Eckstrand also points out that asking for more medical intervention is particularly difficult for transgender people, who are far more likely to face discrimination and stigma in the doctor’s office. Studies show that transgender people are less likely to seek out healthcare, and when they do, often face doctors who don’t know what they need. “We know that a good portion of transgender people who do access medical care end up teaching their provider about their needs and bodies,” she said. “The medical environment is tough for anyone but it’s particularly tough for transgender people.”
This isn’t to say that there should never be any mental health-checks on those seeking gender confirmation surgeries. “Note we are not arguing for an 'anything goes' approach,” Bouman wrote in the paper, “rather that, when undertaken within a multidisciplinary/interdisciplinary team, it is possible to provide a robust assessment and ongoing support to stable trans people such that the two-signature approval system is not necessary.”
Eckstrand says that to properly help transgender people, doctors should stop thinking about checklists and start paying attention to the needs of their individual patients. “As providers we need to do due diligence in figuring out what the best way to provide care for these individuals, and that can’t be a mental health check box.”
Alice Dreger, a historian who studies gender and medicine at Northwestern University’s Feinberg School of Medicine, agrees. “For some people, it’s crazy to require two signatures by mental-health professionals," she told me in an email. "They are genuinely fully informed already, have done a lot of thoughtful processing on their own, and know what they need. For some, screening by two people may not be enough. So it’s an imperfect model of care, to be sure, especially when you have mental-health professionals who vary all the way from genuinely anti-trans to anti-screening.”

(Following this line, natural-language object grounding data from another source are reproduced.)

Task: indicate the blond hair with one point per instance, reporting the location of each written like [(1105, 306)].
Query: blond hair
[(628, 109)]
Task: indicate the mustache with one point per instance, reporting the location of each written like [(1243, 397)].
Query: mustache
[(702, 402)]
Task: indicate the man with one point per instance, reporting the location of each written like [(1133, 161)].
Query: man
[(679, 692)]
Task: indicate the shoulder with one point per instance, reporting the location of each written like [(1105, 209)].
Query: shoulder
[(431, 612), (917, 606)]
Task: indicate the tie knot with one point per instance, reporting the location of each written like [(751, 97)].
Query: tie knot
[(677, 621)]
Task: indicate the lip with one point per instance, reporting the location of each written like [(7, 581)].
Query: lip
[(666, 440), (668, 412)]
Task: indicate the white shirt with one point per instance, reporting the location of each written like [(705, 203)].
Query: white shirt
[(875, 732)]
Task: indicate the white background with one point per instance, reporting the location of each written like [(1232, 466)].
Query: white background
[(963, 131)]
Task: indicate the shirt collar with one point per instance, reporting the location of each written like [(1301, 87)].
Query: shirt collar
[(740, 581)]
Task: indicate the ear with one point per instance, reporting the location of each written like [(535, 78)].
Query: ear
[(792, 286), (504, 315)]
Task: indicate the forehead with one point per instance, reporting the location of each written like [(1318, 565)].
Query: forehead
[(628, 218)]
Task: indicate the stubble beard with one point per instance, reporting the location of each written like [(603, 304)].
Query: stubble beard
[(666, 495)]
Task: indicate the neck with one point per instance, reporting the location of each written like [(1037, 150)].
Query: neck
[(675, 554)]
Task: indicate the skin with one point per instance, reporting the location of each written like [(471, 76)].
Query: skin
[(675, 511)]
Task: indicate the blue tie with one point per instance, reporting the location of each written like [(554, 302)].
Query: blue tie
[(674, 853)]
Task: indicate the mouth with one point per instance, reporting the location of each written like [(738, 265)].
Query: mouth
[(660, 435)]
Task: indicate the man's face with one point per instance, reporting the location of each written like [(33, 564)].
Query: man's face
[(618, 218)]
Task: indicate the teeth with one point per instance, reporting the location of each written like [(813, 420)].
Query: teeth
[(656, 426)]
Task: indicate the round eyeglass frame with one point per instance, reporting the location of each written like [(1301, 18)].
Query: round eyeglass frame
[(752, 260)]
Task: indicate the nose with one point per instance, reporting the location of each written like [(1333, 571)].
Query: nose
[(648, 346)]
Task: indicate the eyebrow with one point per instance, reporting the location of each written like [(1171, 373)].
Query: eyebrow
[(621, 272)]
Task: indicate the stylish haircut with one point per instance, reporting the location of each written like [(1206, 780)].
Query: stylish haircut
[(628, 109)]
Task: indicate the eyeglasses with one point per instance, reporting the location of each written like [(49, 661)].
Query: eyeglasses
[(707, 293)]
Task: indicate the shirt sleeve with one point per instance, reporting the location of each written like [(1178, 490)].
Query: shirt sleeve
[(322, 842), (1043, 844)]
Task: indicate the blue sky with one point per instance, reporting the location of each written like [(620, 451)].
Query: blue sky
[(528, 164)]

That spectrum of care Dreger mentioned doesn’t just exist when it comes to the experience and points of view of mental-health professionals. It also exists geographically. Because the healthcare systems in Europe and the United States are so fundamentally different, these regulations impact transgender people living across the ocean quite differently. The WPATH standard of care guidelines aren’t technically rules—the organization simply writes their recommendations for the standards they think are appropriate. But in Europe the double referral is standard, Bouman says. “It is a requirement in the U.K., as it is in most other European countries,” he said.
In the United States, on the other hand, the two-referral suggestion is often not an issue. This isn’t because the U.S. is exceptionally fair to trans people, but rather because health insurance won’t pay for genital reconstructive surgeries in the first place, says Shannon Minter, legal director of the National Center for Lesbian Rights. (Minter himself transitioned 18 years ago at the age of 35.) Until recently, every state had a ban on any kind of Medicaid reimbursement for gender confirming surgeries. Most private insurance plans don’t cover them either. So trans people who want to pursue surgery are forced to finance their own procedures. “When you pay out of pocket, this two evaluation issues doesn’t tend to come up,” Minter said. In other words, those who are having to pay out of pocket for their own surgeries often simply pay the surgeon directly, rather than going through the standard channels.